Explain away: “How can I refuse an engagement without looking antisocial?”
I have bipolar disorder and it affects my ability to socialise with others. I teach high school, and by the end of the week I am emotionally worn out. I just want to stay home for the weekend and enjoy some peace and quiet. How can I decline social engagements without seeming antisocial or explaining my disorder?
I have a friend who routinely just leaves things when he wants to. It could be midway through a movie and he’ll decide he’s had enough and wander out. You turn your back during a late-night stroll with six people and discover you’re down to five, his retreat back declares he’s tired now. He’s never impolite and would never leave a birthday party or an anniversary. But if it’s low-stakes, and he’s had enough, he just goes.
I admire him for this with the kind of fever most people reserve for professional athletes. I mentally rate his exits by degree of difficulty and panache in the execution. It’s the effortless unselfconsciousness that makes it true greatness, like the way prodigious swimmers look almost lazy as they reach one languid arm out in front of the other and just glide, while the rest of us sputter and think frantically about which leg is meant to do what. Greatness doesn’t think. And nor does my friend; he just works out what he wants to do and then he’s done reasoning.
Nobody minds. We think “he needs his sleep!” if we think anything of it at all. The fact that he’s never once flinched or squirmed or apologised for wanting to go to bed makes the rest of us forget that other people might think there was anything worth squirming about.
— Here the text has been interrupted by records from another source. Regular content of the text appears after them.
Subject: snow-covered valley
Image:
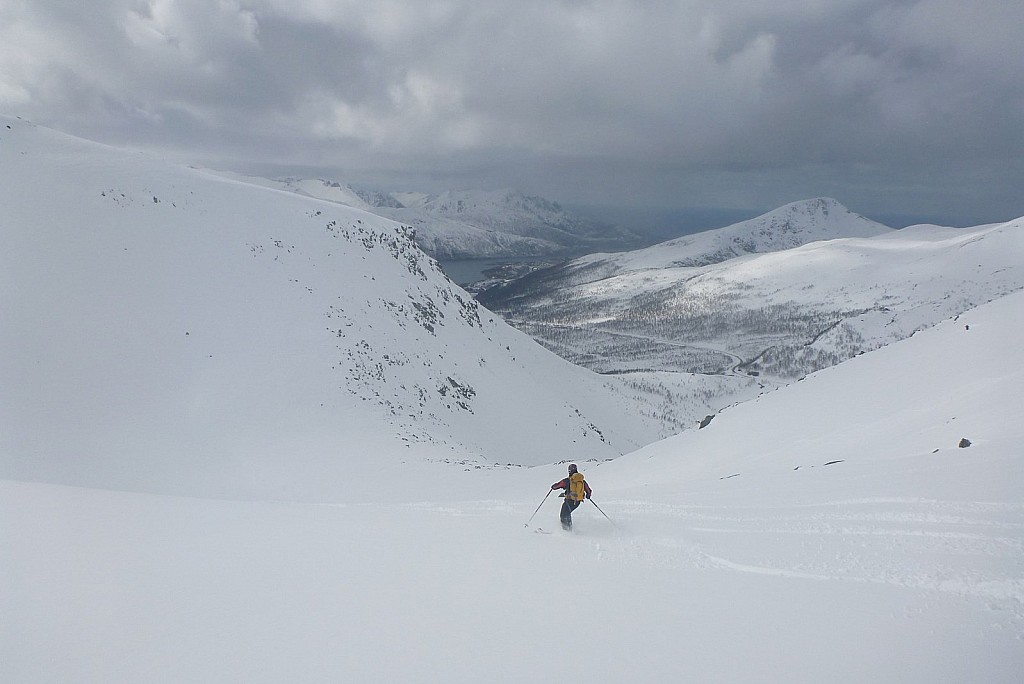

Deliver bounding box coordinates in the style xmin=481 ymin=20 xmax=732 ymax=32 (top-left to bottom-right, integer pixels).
xmin=2 ymin=118 xmax=1022 ymax=682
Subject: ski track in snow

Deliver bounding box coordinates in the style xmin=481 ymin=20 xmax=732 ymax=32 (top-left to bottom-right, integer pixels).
xmin=415 ymin=497 xmax=1024 ymax=617
xmin=616 ymin=499 xmax=1024 ymax=607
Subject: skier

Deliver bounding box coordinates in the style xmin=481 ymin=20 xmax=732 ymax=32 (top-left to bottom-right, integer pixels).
xmin=550 ymin=464 xmax=592 ymax=530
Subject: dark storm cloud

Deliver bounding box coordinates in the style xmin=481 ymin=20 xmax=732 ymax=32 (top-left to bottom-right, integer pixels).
xmin=2 ymin=0 xmax=1022 ymax=222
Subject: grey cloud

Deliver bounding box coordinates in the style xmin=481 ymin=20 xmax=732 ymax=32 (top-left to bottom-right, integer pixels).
xmin=1 ymin=0 xmax=1022 ymax=223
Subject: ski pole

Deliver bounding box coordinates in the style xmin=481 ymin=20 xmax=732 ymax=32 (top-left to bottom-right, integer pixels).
xmin=525 ymin=489 xmax=553 ymax=527
xmin=589 ymin=499 xmax=619 ymax=529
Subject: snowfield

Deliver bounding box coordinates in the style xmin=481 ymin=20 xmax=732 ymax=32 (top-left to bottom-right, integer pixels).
xmin=2 ymin=117 xmax=1022 ymax=682
xmin=3 ymin=292 xmax=1022 ymax=683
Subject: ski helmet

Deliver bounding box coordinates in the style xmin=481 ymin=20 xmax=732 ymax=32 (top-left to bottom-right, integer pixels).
xmin=568 ymin=463 xmax=578 ymax=473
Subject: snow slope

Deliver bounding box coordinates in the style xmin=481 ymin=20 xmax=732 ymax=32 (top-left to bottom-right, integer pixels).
xmin=219 ymin=174 xmax=375 ymax=210
xmin=0 ymin=116 xmax=675 ymax=500
xmin=3 ymin=292 xmax=1021 ymax=683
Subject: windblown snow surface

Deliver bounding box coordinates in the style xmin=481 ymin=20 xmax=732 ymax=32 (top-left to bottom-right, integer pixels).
xmin=2 ymin=118 xmax=1023 ymax=682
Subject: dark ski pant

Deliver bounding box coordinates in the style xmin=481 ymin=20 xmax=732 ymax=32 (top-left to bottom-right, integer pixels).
xmin=560 ymin=498 xmax=582 ymax=529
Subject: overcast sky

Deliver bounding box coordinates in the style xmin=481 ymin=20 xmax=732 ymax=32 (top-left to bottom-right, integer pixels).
xmin=2 ymin=0 xmax=1022 ymax=224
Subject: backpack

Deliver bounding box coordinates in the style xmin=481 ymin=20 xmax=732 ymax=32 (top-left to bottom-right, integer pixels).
xmin=567 ymin=472 xmax=587 ymax=502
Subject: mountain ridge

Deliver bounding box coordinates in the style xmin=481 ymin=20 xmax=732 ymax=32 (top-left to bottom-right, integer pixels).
xmin=479 ymin=199 xmax=1023 ymax=387
xmin=220 ymin=175 xmax=643 ymax=259
xmin=0 ymin=115 xmax=683 ymax=500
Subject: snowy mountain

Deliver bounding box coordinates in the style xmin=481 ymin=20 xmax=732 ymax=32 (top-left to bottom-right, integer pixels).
xmin=377 ymin=188 xmax=647 ymax=257
xmin=230 ymin=177 xmax=642 ymax=258
xmin=0 ymin=116 xmax=678 ymax=500
xmin=480 ymin=200 xmax=1023 ymax=384
xmin=488 ymin=197 xmax=894 ymax=289
xmin=592 ymin=196 xmax=892 ymax=269
xmin=392 ymin=188 xmax=629 ymax=243
xmin=4 ymin=290 xmax=1021 ymax=682
xmin=3 ymin=116 xmax=1022 ymax=683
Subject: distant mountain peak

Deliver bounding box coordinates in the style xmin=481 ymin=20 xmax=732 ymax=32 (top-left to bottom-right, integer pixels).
xmin=752 ymin=197 xmax=877 ymax=235
xmin=601 ymin=197 xmax=894 ymax=271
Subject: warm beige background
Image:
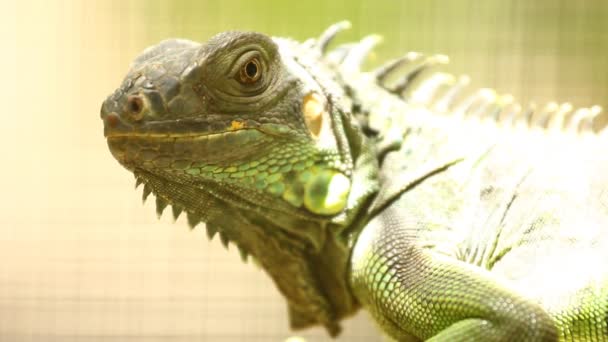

This is one of the great gifts of a friendship with the truly unselfconscious: they teach you that people will accept the suppositions you give them. If you apologise and wring your hands over something you’d like to do, people will accept that it is something worth wringing hands over. If you don’t, they most likely won’t.
Likewise, the more explanations you offer, the more people will take it that you stand in need of explanation. One of the most freeing revelations of my life was that you do not always need to explain. “Friday night doesn’t work” is a complete sentence.
Your need to take care of yourself is as legitimate as an athlete’s need to eat more, or a new mother’s wish to keep her phone on in the meeting. The question isn’t how to do it without seeming a certain way but how to stop worrying about how we seem.
Sometimes we feel compelled to offer explanations when we feel ashamed of our preferences or needs. We start imagining that everybody around us is disappointed and wants to hear a justification. They don’t; our mind has just turned them into ventriloquist dummies for its deepest internal impatiences.
The solution is not to perfect the explanations we offer. It’s to turn inwards and make sure our preferences seem authoritative to ourselves. This is not a matter of thinking more. It’s a matter of doing; of making your choice and then just gliding, with the unselfconscious assuredness of someone who knows what they’re doing.